These benefits can include college-savings programs, auto and home insurance, long-term care insurance, and tax-advantaged dependent care accounts.

Yet according to the Associated Press, most workers don't take advantage of these offerings. The usual participation rate is 10 percent or less of a company's work force.

Dallas Salisbury, chief executive of the Employee Benefit Research Institute in Washington, D.C., told the AP that it all has to do with workers' perception of their own financial risks.

"Surveys of employees have shown that if you offer suggestions involving trade-offs, workers want health insurance, health insurance, health insurance," Salisbury said. "Then they want retirement savings. And don't forget paid vacations. And some disability coverage is OK.

"Everything else falls right off the cliff statistically."

The most popular of the voluntary benefit plans is the 401(k) retirement account, but even there, 25 percent of workers don't participate, while only 7 percent to 8 percent contribute the maximum amount allowed, Salisbury said.

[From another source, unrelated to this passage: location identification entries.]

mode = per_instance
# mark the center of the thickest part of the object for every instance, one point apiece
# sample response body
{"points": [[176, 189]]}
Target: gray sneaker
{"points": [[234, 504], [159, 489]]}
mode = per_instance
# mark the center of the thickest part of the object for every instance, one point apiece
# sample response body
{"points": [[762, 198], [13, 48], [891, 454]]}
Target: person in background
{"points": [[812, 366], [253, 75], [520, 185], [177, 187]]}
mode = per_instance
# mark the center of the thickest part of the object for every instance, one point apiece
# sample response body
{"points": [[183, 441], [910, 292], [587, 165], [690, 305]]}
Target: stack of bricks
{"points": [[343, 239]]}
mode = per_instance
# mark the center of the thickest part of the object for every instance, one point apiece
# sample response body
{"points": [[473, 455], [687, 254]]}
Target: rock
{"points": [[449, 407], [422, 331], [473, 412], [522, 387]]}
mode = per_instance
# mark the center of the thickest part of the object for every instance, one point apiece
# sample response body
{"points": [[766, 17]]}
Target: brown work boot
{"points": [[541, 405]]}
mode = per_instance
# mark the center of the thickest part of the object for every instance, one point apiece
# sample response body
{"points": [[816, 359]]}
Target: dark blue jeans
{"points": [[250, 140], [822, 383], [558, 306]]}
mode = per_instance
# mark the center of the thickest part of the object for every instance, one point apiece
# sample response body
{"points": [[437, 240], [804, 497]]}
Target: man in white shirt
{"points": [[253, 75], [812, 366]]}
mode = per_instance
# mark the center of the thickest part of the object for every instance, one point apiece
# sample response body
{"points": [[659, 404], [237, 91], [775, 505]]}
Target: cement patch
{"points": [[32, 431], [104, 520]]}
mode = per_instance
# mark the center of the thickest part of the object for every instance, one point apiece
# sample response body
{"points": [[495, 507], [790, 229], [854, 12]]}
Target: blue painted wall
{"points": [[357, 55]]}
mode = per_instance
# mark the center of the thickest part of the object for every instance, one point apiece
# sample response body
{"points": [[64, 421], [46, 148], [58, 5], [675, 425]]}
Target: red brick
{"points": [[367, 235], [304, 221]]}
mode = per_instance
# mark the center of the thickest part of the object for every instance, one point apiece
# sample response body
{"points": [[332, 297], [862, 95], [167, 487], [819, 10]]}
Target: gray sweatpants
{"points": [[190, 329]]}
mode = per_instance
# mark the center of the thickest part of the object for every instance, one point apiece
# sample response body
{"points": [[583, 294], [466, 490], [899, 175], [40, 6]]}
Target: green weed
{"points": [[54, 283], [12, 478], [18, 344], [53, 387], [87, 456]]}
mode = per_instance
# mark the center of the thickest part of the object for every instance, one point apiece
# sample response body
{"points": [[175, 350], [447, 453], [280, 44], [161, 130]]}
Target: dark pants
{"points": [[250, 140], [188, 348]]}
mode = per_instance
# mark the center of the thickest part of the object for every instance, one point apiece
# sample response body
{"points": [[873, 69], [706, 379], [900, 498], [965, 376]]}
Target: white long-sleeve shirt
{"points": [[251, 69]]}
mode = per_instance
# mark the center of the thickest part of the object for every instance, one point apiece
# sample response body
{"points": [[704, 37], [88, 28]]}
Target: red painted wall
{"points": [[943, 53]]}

Nevertheless, voluntary benefits are a very attractive option for some workers. Not surprisingly, big earners are among them. But so are younger ones, said Jim Gemus, a MetLife vice president who specializes in benefits.

The evidence is in a recent MetLife survey, which found that workers ages 21 to 30 purchased more products through their workplaces than other age groups. This, the study said, "suggests that over the long term, the workplace will be a growing channel for the purchase of financial products."

These employees like paying for the programs they want by payroll deduction, Gemus observed.

"They like the convenience," Gemus said. "And they like the fact that when they buy products at work, they often get a group rate."

Gemus said employees offered a variety of voluntary programs can select those they need and ignore the others. A young worker, for example, might choose to fund a college savings plan, while an older worker might go for a long-term care policy.